Conservative jurisprudence also takes a rhetorical beating in Strange’s class. For instance, Stuart Taylor’s essay in the National Journal, “Is Judicial Review Obsolete?” complains that conservative jurists who argue for judicial restraint are hypocritical. Although conservatives say they want judicial restraint, Taylor says, “they have used highly debatable interpretations of original meaning to sweep aside a raft of democratically adopted laws.” In a 2006 article for Slate magazine, Seth Rosenthal makes a similar point. He claims that conservative jurists’ restrictions on government involvement in people’s lives are, in themselves, examples of intrusion in people’s lives.
Neither author seems to understand that conservatives do not see judicial restraint as the same as doing nothing.
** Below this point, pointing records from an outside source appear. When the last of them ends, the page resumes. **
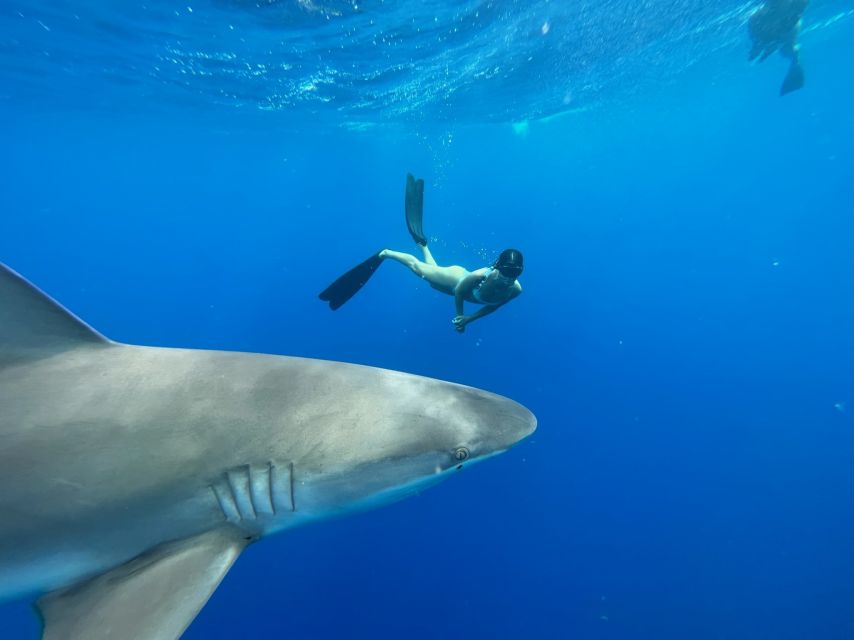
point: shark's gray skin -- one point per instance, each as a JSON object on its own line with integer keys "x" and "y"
{"x": 775, "y": 27}
{"x": 131, "y": 478}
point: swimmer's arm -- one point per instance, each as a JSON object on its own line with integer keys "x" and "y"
{"x": 465, "y": 287}
{"x": 492, "y": 308}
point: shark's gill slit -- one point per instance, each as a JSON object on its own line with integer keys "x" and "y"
{"x": 291, "y": 474}
{"x": 238, "y": 480}
{"x": 222, "y": 492}
{"x": 270, "y": 489}
{"x": 260, "y": 490}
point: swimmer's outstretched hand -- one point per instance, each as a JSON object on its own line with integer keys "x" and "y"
{"x": 460, "y": 323}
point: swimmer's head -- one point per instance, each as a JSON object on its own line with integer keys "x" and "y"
{"x": 509, "y": 263}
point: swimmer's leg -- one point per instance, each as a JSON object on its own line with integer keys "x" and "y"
{"x": 405, "y": 259}
{"x": 428, "y": 257}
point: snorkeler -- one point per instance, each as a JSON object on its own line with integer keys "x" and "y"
{"x": 774, "y": 27}
{"x": 492, "y": 287}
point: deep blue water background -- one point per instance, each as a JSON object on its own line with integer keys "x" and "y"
{"x": 684, "y": 337}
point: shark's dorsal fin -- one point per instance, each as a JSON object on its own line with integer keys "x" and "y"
{"x": 31, "y": 322}
{"x": 153, "y": 597}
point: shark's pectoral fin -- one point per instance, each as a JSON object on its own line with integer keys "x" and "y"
{"x": 153, "y": 597}
{"x": 33, "y": 324}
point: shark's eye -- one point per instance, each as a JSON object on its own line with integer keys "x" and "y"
{"x": 461, "y": 454}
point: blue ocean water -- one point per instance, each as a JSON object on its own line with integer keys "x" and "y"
{"x": 193, "y": 174}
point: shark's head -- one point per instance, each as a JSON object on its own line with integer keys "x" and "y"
{"x": 417, "y": 433}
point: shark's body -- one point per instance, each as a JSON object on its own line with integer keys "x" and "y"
{"x": 132, "y": 477}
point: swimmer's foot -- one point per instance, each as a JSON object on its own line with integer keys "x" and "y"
{"x": 414, "y": 204}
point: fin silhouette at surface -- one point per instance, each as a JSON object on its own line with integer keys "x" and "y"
{"x": 414, "y": 204}
{"x": 348, "y": 285}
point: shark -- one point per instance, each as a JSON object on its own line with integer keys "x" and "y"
{"x": 132, "y": 477}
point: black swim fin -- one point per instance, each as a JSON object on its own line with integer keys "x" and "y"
{"x": 794, "y": 78}
{"x": 415, "y": 209}
{"x": 345, "y": 287}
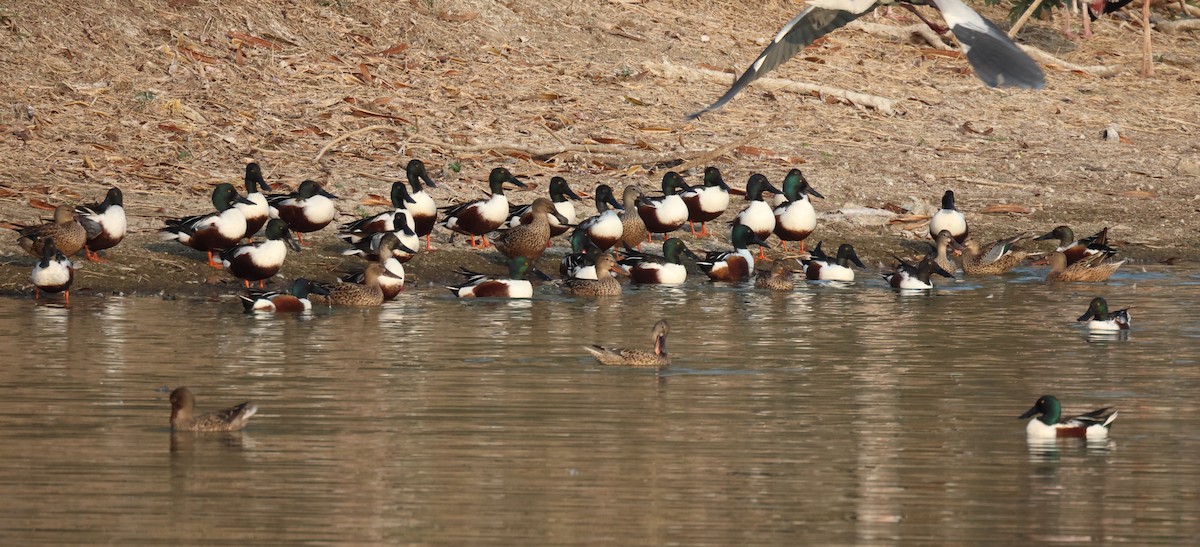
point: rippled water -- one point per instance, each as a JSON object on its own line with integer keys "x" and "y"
{"x": 825, "y": 416}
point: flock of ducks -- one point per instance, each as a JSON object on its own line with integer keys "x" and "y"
{"x": 522, "y": 233}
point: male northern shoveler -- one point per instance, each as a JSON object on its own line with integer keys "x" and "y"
{"x": 67, "y": 233}
{"x": 636, "y": 358}
{"x": 1078, "y": 250}
{"x": 183, "y": 408}
{"x": 309, "y": 209}
{"x": 820, "y": 266}
{"x": 915, "y": 277}
{"x": 796, "y": 218}
{"x": 54, "y": 272}
{"x": 996, "y": 60}
{"x": 257, "y": 211}
{"x": 948, "y": 218}
{"x": 103, "y": 222}
{"x": 274, "y": 301}
{"x": 1090, "y": 270}
{"x": 1050, "y": 424}
{"x": 779, "y": 277}
{"x": 1099, "y": 318}
{"x": 757, "y": 215}
{"x": 994, "y": 258}
{"x": 261, "y": 260}
{"x": 481, "y": 216}
{"x": 603, "y": 286}
{"x": 707, "y": 203}
{"x": 669, "y": 212}
{"x": 213, "y": 232}
{"x": 531, "y": 240}
{"x": 485, "y": 286}
{"x": 667, "y": 269}
{"x": 561, "y": 194}
{"x": 424, "y": 209}
{"x": 605, "y": 228}
{"x": 732, "y": 265}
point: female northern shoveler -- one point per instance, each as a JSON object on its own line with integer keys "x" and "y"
{"x": 257, "y": 211}
{"x": 103, "y": 222}
{"x": 667, "y": 269}
{"x": 915, "y": 277}
{"x": 1090, "y": 270}
{"x": 531, "y": 240}
{"x": 779, "y": 277}
{"x": 274, "y": 301}
{"x": 948, "y": 218}
{"x": 994, "y": 258}
{"x": 1050, "y": 424}
{"x": 669, "y": 212}
{"x": 54, "y": 272}
{"x": 732, "y": 265}
{"x": 1099, "y": 318}
{"x": 424, "y": 209}
{"x": 996, "y": 60}
{"x": 820, "y": 266}
{"x": 481, "y": 216}
{"x": 757, "y": 215}
{"x": 183, "y": 408}
{"x": 69, "y": 234}
{"x": 561, "y": 196}
{"x": 603, "y": 286}
{"x": 309, "y": 209}
{"x": 796, "y": 218}
{"x": 484, "y": 286}
{"x": 636, "y": 358}
{"x": 261, "y": 260}
{"x": 1077, "y": 251}
{"x": 605, "y": 228}
{"x": 215, "y": 230}
{"x": 707, "y": 203}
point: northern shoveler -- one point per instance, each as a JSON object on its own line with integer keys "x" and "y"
{"x": 484, "y": 286}
{"x": 604, "y": 229}
{"x": 915, "y": 277}
{"x": 183, "y": 408}
{"x": 636, "y": 358}
{"x": 261, "y": 260}
{"x": 561, "y": 194}
{"x": 481, "y": 216}
{"x": 103, "y": 222}
{"x": 257, "y": 211}
{"x": 67, "y": 233}
{"x": 707, "y": 203}
{"x": 669, "y": 212}
{"x": 1099, "y": 318}
{"x": 603, "y": 286}
{"x": 996, "y": 60}
{"x": 1078, "y": 250}
{"x": 213, "y": 232}
{"x": 994, "y": 258}
{"x": 667, "y": 269}
{"x": 1050, "y": 424}
{"x": 424, "y": 209}
{"x": 732, "y": 265}
{"x": 294, "y": 300}
{"x": 54, "y": 272}
{"x": 796, "y": 218}
{"x": 820, "y": 266}
{"x": 779, "y": 277}
{"x": 1090, "y": 270}
{"x": 948, "y": 218}
{"x": 531, "y": 240}
{"x": 309, "y": 209}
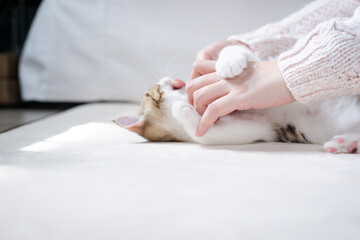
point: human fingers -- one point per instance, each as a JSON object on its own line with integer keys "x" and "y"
{"x": 216, "y": 109}
{"x": 198, "y": 83}
{"x": 208, "y": 94}
{"x": 177, "y": 83}
{"x": 202, "y": 67}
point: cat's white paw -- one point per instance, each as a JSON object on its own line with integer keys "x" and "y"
{"x": 186, "y": 114}
{"x": 342, "y": 144}
{"x": 229, "y": 65}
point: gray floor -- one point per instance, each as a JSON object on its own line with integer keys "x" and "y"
{"x": 13, "y": 117}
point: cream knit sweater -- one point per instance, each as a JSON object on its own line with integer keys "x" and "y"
{"x": 317, "y": 49}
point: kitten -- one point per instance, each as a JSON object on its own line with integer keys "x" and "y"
{"x": 166, "y": 115}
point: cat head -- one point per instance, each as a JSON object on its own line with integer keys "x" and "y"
{"x": 155, "y": 121}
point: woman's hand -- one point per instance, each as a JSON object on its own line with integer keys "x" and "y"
{"x": 260, "y": 86}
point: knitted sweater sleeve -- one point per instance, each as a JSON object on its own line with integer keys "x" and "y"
{"x": 326, "y": 62}
{"x": 272, "y": 39}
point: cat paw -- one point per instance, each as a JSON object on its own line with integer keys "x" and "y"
{"x": 230, "y": 66}
{"x": 341, "y": 144}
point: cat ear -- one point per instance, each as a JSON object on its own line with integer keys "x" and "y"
{"x": 134, "y": 124}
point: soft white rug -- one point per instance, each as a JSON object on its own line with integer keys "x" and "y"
{"x": 77, "y": 175}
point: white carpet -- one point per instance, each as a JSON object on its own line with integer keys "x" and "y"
{"x": 77, "y": 175}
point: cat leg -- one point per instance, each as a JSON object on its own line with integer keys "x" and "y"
{"x": 232, "y": 61}
{"x": 346, "y": 143}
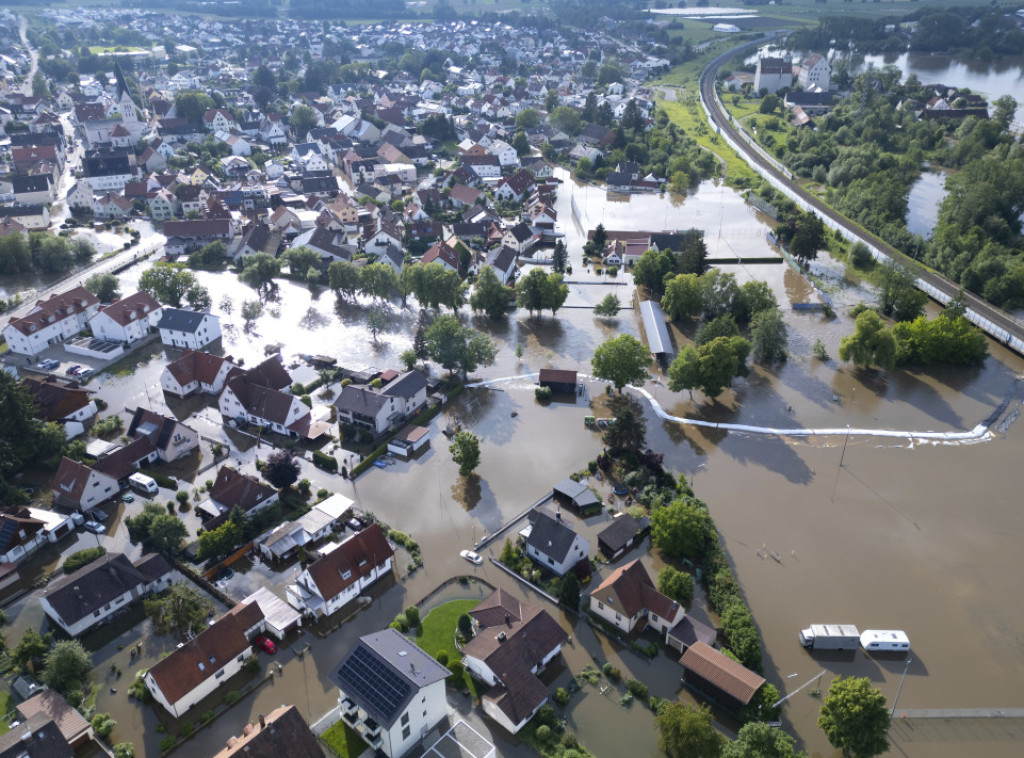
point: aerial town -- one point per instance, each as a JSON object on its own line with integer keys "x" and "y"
{"x": 488, "y": 386}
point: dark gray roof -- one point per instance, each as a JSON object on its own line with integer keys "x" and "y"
{"x": 406, "y": 385}
{"x": 550, "y": 536}
{"x": 36, "y": 738}
{"x": 384, "y": 672}
{"x": 181, "y": 321}
{"x": 91, "y": 587}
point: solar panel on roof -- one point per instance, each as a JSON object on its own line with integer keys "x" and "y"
{"x": 374, "y": 682}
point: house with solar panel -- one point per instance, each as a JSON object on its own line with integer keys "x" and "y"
{"x": 391, "y": 692}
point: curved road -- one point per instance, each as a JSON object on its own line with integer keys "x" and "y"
{"x": 996, "y": 323}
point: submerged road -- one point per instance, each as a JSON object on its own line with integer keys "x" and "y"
{"x": 994, "y": 322}
{"x": 981, "y": 432}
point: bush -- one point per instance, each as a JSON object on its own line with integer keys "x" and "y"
{"x": 638, "y": 688}
{"x": 326, "y": 462}
{"x": 82, "y": 557}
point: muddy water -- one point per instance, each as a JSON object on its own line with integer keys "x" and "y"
{"x": 923, "y": 538}
{"x": 923, "y": 203}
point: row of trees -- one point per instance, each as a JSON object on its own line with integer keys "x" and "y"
{"x": 43, "y": 253}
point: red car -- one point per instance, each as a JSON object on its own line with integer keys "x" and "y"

When they oppose “judicial activism,” they mean they want the courts to enforce the laws and limitations that are actually in the Constitution (as opposed to creating new ones, as in Griswold v. Connecticut). Doing so may mean striking down laws that are inconsistent with the Constitution.
Is that contradictory? From where I sit, no, but it’s debatable. However, students in Strange’s class are not able to participate in that debate. They are not offered any argument for judicial restraint from someone who actually favors it (or, it seems, even understands it). This is especially troublesome from an educational point of view because, as John Stuart Mill put it, “He who knows only his own side of the case, knows little of that.”
Considering all of this, what about the “I” word? Does this class count as indoctrination?
Professor Neil Gross recently claimed in the New York Times that college indoctrination is a “myth.” He pointed to a study showing that shifts in the political opinions of college students are not much different from shifts in non-college students. But he didn’t deny that political opinions do shift leftward in college or that biased classes are partially responsible for that shift.
NAS president and long-time professor Peter Wood contends that it is no myth, and in a recent blog post explains how indoctrination happens:
Students aren’t seduced away from their families’ faith traditions or their positive attitudes towards American life in general by reading Aristotle or Bertrand Russell, or by a profound new ability to peel back the layers of theological arguments. It is way easier than that. Students are intellectually insecure. They don’t want to look dumb and they crave the approval of their peers and their teachers. (Emphasis mine)
If Wood is right, schools should take at least minimal steps to ensure fairness, perhaps through greater departmental oversight—the course at NC State was taught by a grad student, after all. Otherwise, the nation will continue to produce graduates who believe their political opinions are well informed when, having never encountered an opposing view, they are anything but.